Vamp it up

Horrifying! This is so scary!

Horrifying! This is so scary!

Rated 2.0

The Stephenie Meyer tween vampire phenomenon gets notably more twisted and bloodier with The Twilight Saga: Breaking Dawn-Part 1, easily the most demented, and most watchable, chapter in the series so far.

That said, I still haven’t met a Twilight movie I’ve liked.

This is the first movie in the series to have something resembling a dramatic pulse. Some of the thanks can probably go to director Bill Condon, who has managed a few good films in his career, such as Dreamgirls and Gods and Monsters. Hey, did you know Condon also directed Candyman: Farewell to the Flesh? You know now!

Condon can’t direct an action scene to save his life, but he handles dramatic tension well. Taylor Lautner almost looks like he can act in this film, so that’s a directorial accomplishment right there.

It all starts with the Bella Swan (Kristen Stewart)-Edward Cullen (Robert Pattinson) wedding, and then a bed-breaking honeymoon where Edward accidentally impregnates his still human, incredibly morose bride. Edward, even though he has been vampiring for many years, was unaware that impregnating Bella with a vampire baby was even possible. He doesn’t even make it out of the honeymoon without feeling like the worst husband ever.

The vampire baby, or whatever it is, wreaks havoc on Bella’s insides due to an alarmingly fast birthing schedule (Bella is showing within days of her deflowering). This helps to achieve what I saw as the impossible: Bella actually appearing more miserable than she did in the previous three films.

Bella physically deteriorates, and is unable to keep food down. Her weight loss is done through some rather effective makeup that makes her look like Maria Shriver on her worst days. It all leads to a twisted moment where Bella must drink some blood out of a Styrofoam cup. Her blood-coated teeth took me by surprise, and provided the film series with its first appropriately sickening moment. I finally felt like I was watching a vampire movie.

I have found Stewart’s yearning, heaving, whining performances in the first three Twilights to be a little too much to take. This time out, her insufferable suffering actually works pretty well. Maybe it’s because she actually has her insides being torn to shreds, rather than just feeling all lovesick. Her mopey attitude in this film befits her situation.
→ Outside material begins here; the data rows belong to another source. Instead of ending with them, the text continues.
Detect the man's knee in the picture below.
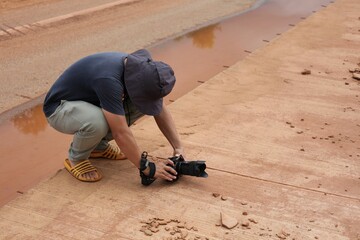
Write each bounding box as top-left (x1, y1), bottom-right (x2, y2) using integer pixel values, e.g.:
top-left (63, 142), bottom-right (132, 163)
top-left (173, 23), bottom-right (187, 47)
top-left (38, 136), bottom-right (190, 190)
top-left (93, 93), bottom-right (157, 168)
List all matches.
top-left (80, 118), bottom-right (109, 138)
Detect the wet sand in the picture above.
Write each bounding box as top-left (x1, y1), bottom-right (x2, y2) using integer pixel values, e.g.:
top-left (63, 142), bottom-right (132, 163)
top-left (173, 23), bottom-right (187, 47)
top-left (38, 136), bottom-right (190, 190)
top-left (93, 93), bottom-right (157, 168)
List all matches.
top-left (0, 0), bottom-right (359, 239)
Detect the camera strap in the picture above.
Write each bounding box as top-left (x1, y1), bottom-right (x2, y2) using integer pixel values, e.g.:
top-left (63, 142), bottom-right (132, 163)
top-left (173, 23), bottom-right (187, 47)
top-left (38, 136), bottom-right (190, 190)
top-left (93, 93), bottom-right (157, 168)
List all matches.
top-left (139, 151), bottom-right (156, 186)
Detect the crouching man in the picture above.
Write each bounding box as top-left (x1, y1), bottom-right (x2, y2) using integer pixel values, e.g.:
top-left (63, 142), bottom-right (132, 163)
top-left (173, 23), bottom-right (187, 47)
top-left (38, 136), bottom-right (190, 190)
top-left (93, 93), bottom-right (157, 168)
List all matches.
top-left (43, 49), bottom-right (183, 183)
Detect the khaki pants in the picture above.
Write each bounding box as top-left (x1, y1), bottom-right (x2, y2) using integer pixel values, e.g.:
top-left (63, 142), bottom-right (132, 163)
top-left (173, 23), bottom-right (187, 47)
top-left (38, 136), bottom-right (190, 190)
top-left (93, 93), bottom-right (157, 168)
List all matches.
top-left (47, 100), bottom-right (143, 161)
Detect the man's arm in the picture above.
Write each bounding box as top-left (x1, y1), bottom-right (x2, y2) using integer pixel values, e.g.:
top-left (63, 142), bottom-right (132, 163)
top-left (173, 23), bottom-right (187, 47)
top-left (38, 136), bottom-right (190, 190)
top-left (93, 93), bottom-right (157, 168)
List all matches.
top-left (102, 109), bottom-right (177, 181)
top-left (154, 103), bottom-right (184, 157)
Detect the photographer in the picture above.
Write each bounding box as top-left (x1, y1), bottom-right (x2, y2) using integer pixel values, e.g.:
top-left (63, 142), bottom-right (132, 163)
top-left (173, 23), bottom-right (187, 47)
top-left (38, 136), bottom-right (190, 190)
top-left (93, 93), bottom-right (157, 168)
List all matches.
top-left (43, 49), bottom-right (183, 183)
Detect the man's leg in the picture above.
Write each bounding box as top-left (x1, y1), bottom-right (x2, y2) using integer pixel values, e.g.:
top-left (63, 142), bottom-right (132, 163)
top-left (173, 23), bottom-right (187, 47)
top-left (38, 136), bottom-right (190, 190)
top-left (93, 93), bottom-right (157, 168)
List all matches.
top-left (91, 98), bottom-right (145, 157)
top-left (47, 100), bottom-right (108, 180)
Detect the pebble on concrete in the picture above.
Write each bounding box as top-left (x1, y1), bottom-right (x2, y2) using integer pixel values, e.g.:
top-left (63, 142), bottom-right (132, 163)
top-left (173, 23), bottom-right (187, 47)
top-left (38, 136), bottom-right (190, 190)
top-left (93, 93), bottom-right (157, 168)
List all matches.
top-left (220, 212), bottom-right (239, 229)
top-left (301, 69), bottom-right (311, 75)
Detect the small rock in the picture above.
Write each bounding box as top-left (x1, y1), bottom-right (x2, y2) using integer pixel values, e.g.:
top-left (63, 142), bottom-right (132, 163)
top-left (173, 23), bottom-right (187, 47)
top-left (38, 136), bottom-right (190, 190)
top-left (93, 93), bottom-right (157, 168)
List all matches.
top-left (249, 218), bottom-right (258, 224)
top-left (177, 222), bottom-right (186, 228)
top-left (144, 229), bottom-right (153, 236)
top-left (241, 222), bottom-right (250, 227)
top-left (185, 225), bottom-right (192, 231)
top-left (140, 219), bottom-right (152, 224)
top-left (221, 212), bottom-right (239, 229)
top-left (151, 221), bottom-right (159, 228)
top-left (212, 193), bottom-right (220, 198)
top-left (276, 230), bottom-right (290, 239)
top-left (158, 220), bottom-right (167, 225)
top-left (301, 69), bottom-right (311, 75)
top-left (283, 79), bottom-right (291, 84)
top-left (221, 196), bottom-right (228, 201)
top-left (353, 73), bottom-right (360, 80)
top-left (349, 68), bottom-right (360, 73)
top-left (180, 230), bottom-right (188, 238)
top-left (149, 227), bottom-right (159, 233)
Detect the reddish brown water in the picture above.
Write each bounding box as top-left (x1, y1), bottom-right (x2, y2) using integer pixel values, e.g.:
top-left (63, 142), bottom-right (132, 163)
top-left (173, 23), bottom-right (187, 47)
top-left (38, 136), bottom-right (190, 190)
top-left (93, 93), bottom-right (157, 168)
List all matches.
top-left (0, 0), bottom-right (333, 206)
top-left (150, 0), bottom-right (333, 101)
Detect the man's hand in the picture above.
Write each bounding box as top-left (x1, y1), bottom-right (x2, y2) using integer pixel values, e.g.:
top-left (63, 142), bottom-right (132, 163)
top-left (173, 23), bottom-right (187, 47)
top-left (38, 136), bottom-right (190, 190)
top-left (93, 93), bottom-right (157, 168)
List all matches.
top-left (173, 148), bottom-right (185, 158)
top-left (143, 158), bottom-right (177, 181)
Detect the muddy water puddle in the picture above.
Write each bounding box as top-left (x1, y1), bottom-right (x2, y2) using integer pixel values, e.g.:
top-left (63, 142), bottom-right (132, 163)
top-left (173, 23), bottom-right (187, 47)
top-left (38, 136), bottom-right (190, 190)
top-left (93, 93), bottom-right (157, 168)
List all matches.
top-left (150, 0), bottom-right (333, 100)
top-left (0, 0), bottom-right (333, 206)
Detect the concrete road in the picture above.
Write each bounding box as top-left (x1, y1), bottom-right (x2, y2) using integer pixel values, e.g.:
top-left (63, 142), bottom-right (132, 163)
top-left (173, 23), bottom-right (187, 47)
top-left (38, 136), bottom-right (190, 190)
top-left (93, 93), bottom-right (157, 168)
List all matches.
top-left (0, 0), bottom-right (359, 239)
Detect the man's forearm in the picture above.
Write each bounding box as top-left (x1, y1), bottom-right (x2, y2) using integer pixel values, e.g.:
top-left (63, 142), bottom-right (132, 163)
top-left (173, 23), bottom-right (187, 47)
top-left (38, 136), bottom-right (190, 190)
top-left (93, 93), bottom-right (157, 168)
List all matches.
top-left (102, 109), bottom-right (142, 168)
top-left (154, 104), bottom-right (183, 153)
top-left (113, 129), bottom-right (142, 168)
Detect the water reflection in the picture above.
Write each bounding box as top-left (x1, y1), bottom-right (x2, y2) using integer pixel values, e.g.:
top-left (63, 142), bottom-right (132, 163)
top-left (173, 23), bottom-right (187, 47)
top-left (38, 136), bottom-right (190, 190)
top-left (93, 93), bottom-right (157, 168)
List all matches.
top-left (11, 104), bottom-right (47, 135)
top-left (188, 24), bottom-right (221, 49)
top-left (175, 24), bottom-right (221, 49)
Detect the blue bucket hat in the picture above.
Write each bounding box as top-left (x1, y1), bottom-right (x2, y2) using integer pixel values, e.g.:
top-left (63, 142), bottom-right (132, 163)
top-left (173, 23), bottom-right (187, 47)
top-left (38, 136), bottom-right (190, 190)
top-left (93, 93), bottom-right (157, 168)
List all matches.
top-left (124, 49), bottom-right (176, 116)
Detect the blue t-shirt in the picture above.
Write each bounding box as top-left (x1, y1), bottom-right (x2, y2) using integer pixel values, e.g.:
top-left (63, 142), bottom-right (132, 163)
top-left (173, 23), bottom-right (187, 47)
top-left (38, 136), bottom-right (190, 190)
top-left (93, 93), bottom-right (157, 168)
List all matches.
top-left (43, 52), bottom-right (128, 117)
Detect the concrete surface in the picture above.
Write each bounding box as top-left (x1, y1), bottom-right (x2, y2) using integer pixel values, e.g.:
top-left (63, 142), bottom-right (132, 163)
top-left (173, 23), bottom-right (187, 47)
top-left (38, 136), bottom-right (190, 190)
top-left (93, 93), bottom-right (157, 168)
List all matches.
top-left (0, 0), bottom-right (359, 239)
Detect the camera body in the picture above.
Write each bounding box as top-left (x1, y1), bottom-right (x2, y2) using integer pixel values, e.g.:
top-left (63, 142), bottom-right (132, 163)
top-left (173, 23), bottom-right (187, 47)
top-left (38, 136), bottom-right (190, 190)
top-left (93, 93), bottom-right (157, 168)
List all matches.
top-left (168, 155), bottom-right (208, 181)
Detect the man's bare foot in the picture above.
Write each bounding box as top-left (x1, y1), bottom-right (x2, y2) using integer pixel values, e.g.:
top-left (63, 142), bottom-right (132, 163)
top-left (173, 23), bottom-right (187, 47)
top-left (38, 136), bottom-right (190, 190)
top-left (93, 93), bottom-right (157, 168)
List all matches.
top-left (70, 160), bottom-right (100, 181)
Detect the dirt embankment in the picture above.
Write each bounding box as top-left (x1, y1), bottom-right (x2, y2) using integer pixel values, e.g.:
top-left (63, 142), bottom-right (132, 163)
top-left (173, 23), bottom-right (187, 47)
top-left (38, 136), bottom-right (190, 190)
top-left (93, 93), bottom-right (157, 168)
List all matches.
top-left (0, 0), bottom-right (57, 12)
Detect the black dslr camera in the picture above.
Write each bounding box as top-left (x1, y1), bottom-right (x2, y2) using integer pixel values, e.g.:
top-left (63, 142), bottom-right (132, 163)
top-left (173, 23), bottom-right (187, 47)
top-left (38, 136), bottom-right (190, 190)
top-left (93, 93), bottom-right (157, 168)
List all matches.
top-left (139, 153), bottom-right (208, 186)
top-left (168, 155), bottom-right (208, 181)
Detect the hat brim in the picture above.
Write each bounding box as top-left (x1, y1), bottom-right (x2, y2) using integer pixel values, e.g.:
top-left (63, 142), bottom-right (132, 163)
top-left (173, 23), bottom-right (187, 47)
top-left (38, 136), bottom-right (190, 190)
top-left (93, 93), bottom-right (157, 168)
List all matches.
top-left (124, 49), bottom-right (163, 116)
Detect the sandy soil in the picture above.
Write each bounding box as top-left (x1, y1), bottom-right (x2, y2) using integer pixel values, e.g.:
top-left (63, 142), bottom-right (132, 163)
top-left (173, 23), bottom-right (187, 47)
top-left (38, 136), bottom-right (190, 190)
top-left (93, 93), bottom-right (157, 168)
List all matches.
top-left (0, 0), bottom-right (55, 11)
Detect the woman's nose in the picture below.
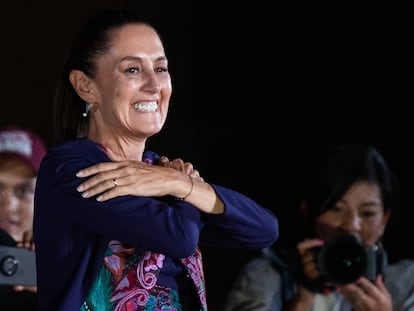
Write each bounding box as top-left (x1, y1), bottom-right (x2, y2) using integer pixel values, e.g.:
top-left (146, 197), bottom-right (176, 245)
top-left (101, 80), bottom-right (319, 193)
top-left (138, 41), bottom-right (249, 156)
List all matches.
top-left (142, 71), bottom-right (161, 93)
top-left (342, 210), bottom-right (362, 233)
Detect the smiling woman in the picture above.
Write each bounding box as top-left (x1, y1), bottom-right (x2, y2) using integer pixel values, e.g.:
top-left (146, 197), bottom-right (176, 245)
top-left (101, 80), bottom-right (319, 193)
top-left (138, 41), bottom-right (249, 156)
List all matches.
top-left (33, 9), bottom-right (279, 311)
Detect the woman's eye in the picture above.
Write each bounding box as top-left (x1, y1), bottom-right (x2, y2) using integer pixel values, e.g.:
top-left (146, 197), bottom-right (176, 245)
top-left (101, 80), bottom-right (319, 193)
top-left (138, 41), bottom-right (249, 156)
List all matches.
top-left (155, 67), bottom-right (168, 73)
top-left (127, 67), bottom-right (140, 74)
top-left (332, 205), bottom-right (344, 212)
top-left (361, 210), bottom-right (377, 218)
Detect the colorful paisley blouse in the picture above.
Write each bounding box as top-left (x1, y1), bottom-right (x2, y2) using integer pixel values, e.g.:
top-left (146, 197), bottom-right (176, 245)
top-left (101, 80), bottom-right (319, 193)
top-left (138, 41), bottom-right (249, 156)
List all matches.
top-left (81, 241), bottom-right (207, 311)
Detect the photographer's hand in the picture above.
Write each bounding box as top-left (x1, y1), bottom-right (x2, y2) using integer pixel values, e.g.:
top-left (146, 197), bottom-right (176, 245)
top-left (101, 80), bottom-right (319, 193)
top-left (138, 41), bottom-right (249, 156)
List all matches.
top-left (338, 275), bottom-right (391, 311)
top-left (297, 238), bottom-right (325, 281)
top-left (16, 230), bottom-right (35, 251)
top-left (284, 239), bottom-right (325, 311)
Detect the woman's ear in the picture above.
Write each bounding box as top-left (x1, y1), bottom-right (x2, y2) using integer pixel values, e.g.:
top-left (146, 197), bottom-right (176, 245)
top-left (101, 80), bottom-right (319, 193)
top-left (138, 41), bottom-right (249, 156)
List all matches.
top-left (69, 70), bottom-right (95, 102)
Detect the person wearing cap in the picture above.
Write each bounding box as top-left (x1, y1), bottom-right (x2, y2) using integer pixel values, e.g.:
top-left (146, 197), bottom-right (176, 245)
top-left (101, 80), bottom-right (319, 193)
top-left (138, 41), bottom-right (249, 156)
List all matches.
top-left (0, 124), bottom-right (47, 310)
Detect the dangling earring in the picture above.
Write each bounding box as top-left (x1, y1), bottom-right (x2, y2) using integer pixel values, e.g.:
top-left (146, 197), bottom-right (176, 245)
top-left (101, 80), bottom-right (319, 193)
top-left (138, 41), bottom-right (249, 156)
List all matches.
top-left (82, 102), bottom-right (92, 117)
Pattinson and Lautner manage a cool, adversarial dynamic this time out. Again, I think this has to do with Condon knowing how to draw good performances from his actors. However, I will fault Condon for not showing nearly enough of the magnificent Taylor Lautner abs. The abs are relegated to little more than a cameo, when they deserve top star status.

When the vampires and wolves actually clash in this movie, it’s just a jokey, unintentionally hilarious mess. And a scene where Lautner’s Jacob wolf confronts other wolves, with their human voices dubbed over bad CGI wolf footage, is awful.

Hopefully Condon, who has the directorial reins for the series finale due next year, will be a little more comfortable at the controls of his special effects in the future. The way the action plays out in this film, it feels like choppy editing and low lighting is being utilized to cover up the fact that Condon didn’t know what to shoot.

This installment is definitely darker, with the whole Bella pregnancy plot offering the best moments in the series to date. I must admit, as much as I have hated Twilight (and I have REALLY HATED TWILIGHT) the vampire baby angle got me involved in the whole stupid thing.

So, by the time of this film’s final, admittedly effective shot, I found myself mighty curious about what’s going to happen next. I still didn’t like the movie overall, but like Bella in Breaking Dawn-Part 1’s almost gripping finale, I’ve started to turn.